These docs are under active development.
On this page
§6.3

Request Types and Gates

This section defines the request taxonomy and the authorization gate for each. Every gate is evaluated against the peer token (§6.2). Wire framing is §6.3 below.

§6.3.1 authd client requests (/run/authd.sock)

Request Returns Gate
Logon (credential-backed) token fd + session id Knowledge of the credential. Open to any peer that may connect; proving the credential is the authorization. Abuse is bounded by source lockout (§3.4), authd rate-limiting, and audit.
LogonOnBehalf (credential-less; service/S4U) token fd Peer MUST hold SeTcbPrivilege. This is the password-less path; it is TCB-only. (Full S4U is deferred — §8; the gate is fixed now.)
ChangePassword (forwarded) status Knowledge of the old password (self-service) OR an account-admin privilege (reset). Forwarded source-transparently to the source (§2.2, §7.2). Serves the must_change_password flow (§5.1).
Query (resolve self / permitted identity) data authd impersonates the caller (§6.2) and resolves under the caller's identity.
Session management (e.g. forced logout) status Peer MUST hold SeTcbPrivilege.

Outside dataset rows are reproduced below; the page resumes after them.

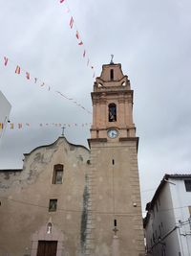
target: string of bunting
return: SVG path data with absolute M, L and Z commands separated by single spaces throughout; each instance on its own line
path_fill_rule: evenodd
M 69 21 L 69 26 L 70 28 L 73 30 L 74 30 L 75 32 L 75 37 L 77 39 L 77 44 L 79 46 L 82 47 L 82 57 L 84 59 L 87 60 L 87 66 L 91 68 L 91 70 L 93 70 L 93 78 L 95 78 L 95 68 L 94 68 L 94 65 L 91 64 L 91 61 L 90 61 L 90 58 L 87 54 L 87 51 L 84 47 L 84 42 L 82 41 L 82 38 L 81 38 L 81 35 L 77 30 L 77 27 L 75 25 L 75 22 L 74 20 L 74 17 L 73 15 L 71 14 L 71 9 L 69 8 L 69 5 L 67 3 L 66 0 L 59 0 L 59 3 L 60 4 L 63 4 L 64 3 L 64 8 L 65 8 L 65 12 L 67 13 L 69 13 L 70 15 L 70 21 Z M 8 66 L 8 64 L 10 62 L 11 62 L 15 67 L 14 67 L 14 73 L 17 74 L 17 75 L 20 75 L 20 74 L 23 74 L 27 80 L 29 81 L 33 81 L 34 83 L 36 83 L 37 85 L 39 85 L 40 87 L 43 87 L 43 88 L 47 88 L 49 91 L 53 90 L 52 89 L 52 86 L 50 86 L 49 84 L 47 84 L 45 81 L 41 81 L 40 79 L 36 78 L 36 77 L 32 77 L 31 75 L 31 73 L 29 71 L 26 71 L 25 69 L 21 68 L 20 65 L 18 64 L 15 64 L 11 59 L 10 59 L 8 57 L 4 57 L 3 58 L 3 62 L 4 62 L 4 65 L 5 67 Z M 92 112 L 90 110 L 88 110 L 86 107 L 84 107 L 81 104 L 78 104 L 77 101 L 75 101 L 74 99 L 71 98 L 71 97 L 68 97 L 66 94 L 63 94 L 62 92 L 60 91 L 54 91 L 56 94 L 60 95 L 62 98 L 68 100 L 68 101 L 71 101 L 73 104 L 74 104 L 75 105 L 77 105 L 78 107 L 82 108 L 83 110 L 85 110 L 87 113 L 89 114 L 92 114 Z
M 61 96 L 62 98 L 72 102 L 73 104 L 74 104 L 76 106 L 82 108 L 84 111 L 86 111 L 88 114 L 92 114 L 92 112 L 87 109 L 86 107 L 84 107 L 81 104 L 79 104 L 75 99 L 68 97 L 66 94 L 63 94 L 60 91 L 57 90 L 53 90 L 52 86 L 50 86 L 49 84 L 47 84 L 45 81 L 42 81 L 40 79 L 36 78 L 36 77 L 32 77 L 31 75 L 31 73 L 29 71 L 26 71 L 25 69 L 21 68 L 20 65 L 15 64 L 11 59 L 10 59 L 8 57 L 4 57 L 3 58 L 3 64 L 5 67 L 8 67 L 9 64 L 12 64 L 14 66 L 14 73 L 17 75 L 23 74 L 27 80 L 32 81 L 33 83 L 39 85 L 40 87 L 43 88 L 47 88 L 48 91 L 53 91 L 55 92 L 57 95 Z
M 59 0 L 59 3 L 63 4 L 63 7 L 65 8 L 65 12 L 67 12 L 69 14 L 69 16 L 70 16 L 69 26 L 70 26 L 70 28 L 72 30 L 74 31 L 75 37 L 77 39 L 77 44 L 82 47 L 82 57 L 86 60 L 87 67 L 90 67 L 91 70 L 93 71 L 93 78 L 95 78 L 95 76 L 96 76 L 95 67 L 91 63 L 90 57 L 89 57 L 89 55 L 88 55 L 88 53 L 86 51 L 86 48 L 85 48 L 85 45 L 84 45 L 84 41 L 81 38 L 81 35 L 80 35 L 79 31 L 77 29 L 77 26 L 76 26 L 76 24 L 75 24 L 75 22 L 74 20 L 74 16 L 72 15 L 72 12 L 71 12 L 71 9 L 69 8 L 68 2 L 67 2 L 67 0 Z
M 38 127 L 54 127 L 54 128 L 61 128 L 61 127 L 64 127 L 64 128 L 76 128 L 76 127 L 81 127 L 81 128 L 85 128 L 85 127 L 90 127 L 92 124 L 91 123 L 40 123 L 38 124 L 37 126 Z M 32 127 L 33 124 L 31 124 L 31 123 L 9 123 L 8 124 L 8 127 L 9 128 L 11 129 L 13 129 L 13 128 L 18 128 L 18 129 L 21 129 L 23 128 L 31 128 Z M 5 128 L 4 124 L 3 123 L 0 123 L 0 130 L 3 129 Z

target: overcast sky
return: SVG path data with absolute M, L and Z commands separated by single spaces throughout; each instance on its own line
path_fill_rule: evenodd
M 72 124 L 67 139 L 87 146 L 90 126 L 79 124 L 90 124 L 92 116 L 55 93 L 92 111 L 95 79 L 82 57 L 85 49 L 96 76 L 114 54 L 131 81 L 143 211 L 165 173 L 190 174 L 190 0 L 0 0 L 0 90 L 11 104 L 11 121 L 30 124 L 7 128 L 0 169 L 22 168 L 23 153 L 55 141 L 61 128 L 45 124 Z M 83 46 L 77 45 L 76 28 Z

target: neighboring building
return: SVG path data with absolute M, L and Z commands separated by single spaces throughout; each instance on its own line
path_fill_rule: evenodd
M 191 175 L 165 175 L 144 219 L 147 255 L 191 255 Z
M 144 255 L 133 91 L 120 64 L 94 84 L 90 150 L 64 136 L 0 171 L 0 255 Z
M 0 91 L 0 140 L 6 128 L 11 105 Z

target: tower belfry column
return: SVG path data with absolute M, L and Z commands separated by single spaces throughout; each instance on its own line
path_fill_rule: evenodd
M 144 255 L 133 90 L 120 64 L 102 66 L 92 92 L 91 171 L 86 255 Z

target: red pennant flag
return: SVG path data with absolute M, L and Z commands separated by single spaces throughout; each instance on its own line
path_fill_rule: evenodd
M 19 66 L 16 66 L 15 73 L 16 74 L 20 74 L 21 73 L 21 68 Z
M 74 18 L 71 17 L 71 20 L 70 20 L 70 27 L 71 27 L 71 29 L 73 29 L 73 24 L 74 24 Z
M 29 72 L 26 72 L 26 78 L 27 78 L 28 80 L 30 80 L 30 73 L 29 73 Z
M 79 39 L 79 33 L 78 33 L 78 31 L 76 31 L 75 36 L 76 36 L 77 39 Z
M 7 64 L 8 64 L 8 58 L 7 57 L 4 57 L 4 64 L 5 64 L 5 66 L 7 66 Z
M 22 128 L 22 124 L 18 124 L 18 128 Z

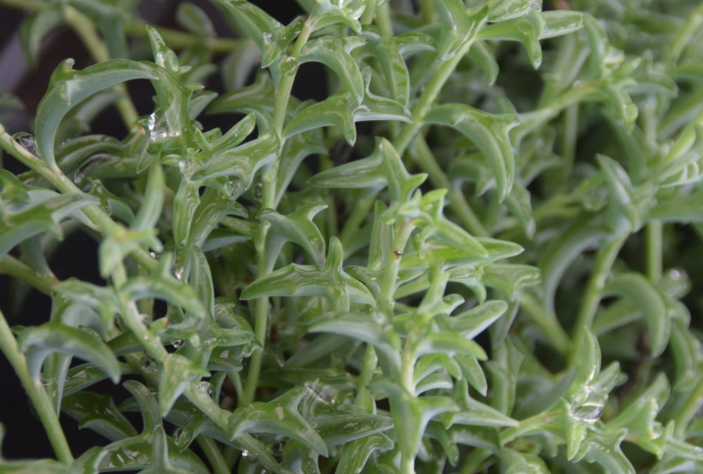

The dividing line is: credential-backed requests are gated by knowledge and are open; credential-less requests are gated by SeTcbPrivilege. This mirrors the Windows boundary between logon-with-credentials and acting as part of the TCB.

§6.3.2 Credential-backed Logon is open by design

Any peer that may connect to /run/authd.sock MAY attempt a Logon; authd MUST NOT require a special privilege to attempt one. Knowledge of the credential is the authorization, the resulting token's use is still gated by the kernel, and online guessing is bounded by lockout (§3.4), rate-limiting, and audit. An unprivileged caller that obtains a token via Logon cannot necessarily assign it as a process's primary token; the secondary-logon launch helper for that case is deferred (§8).

§6.3.3 Throttling

Per-account lockout (§3.4) bounds hammering of a single account but not password-spray (one guess each across many accounts), and the mandatory argon2id per attempt — including the dummy for unknown principals (§3.3) — makes unthrottled Logon a CPU/memory DoS on the source. authd MUST therefore throttle in addition to lockout:

  • a per-caller (peer-SID) attempt budget and a global attempt budget over a sliding window; once a budget is exceeded authd returns RATE_LIMITED (§6.4) without calling the source (so no argon2id is spent);
  • both budgets are policy, with the defaults in §9.

Throttling is the bound on spray, the argon2id DoS, and lockout-induced victim denial of service (§8.2).

§6.3.4 Source verify/resolve (/run/authd/sources/*.sock)

A single request — verify-and-resolve (§4, §5.1) — gated by the peer being authd. No other caller may use this interface.

§6.3.5 Wire framing (overview)

Client and verify/resolve messages are versioned, typed, binary (not JSON), consistent with the KACS wire formats and the PAC-isomorphic contract (§4). Each message is a self-delimiting SOCK_SEQPACKET datagram with an envelope { version, type, body }; responses carry { version, status, body } and MAY carry a token fd via SCM_RIGHTS. The exact byte layout of every message — the envelope, the type and status enums, and each body including the resolved-principal record — is defined normatively in §6.4.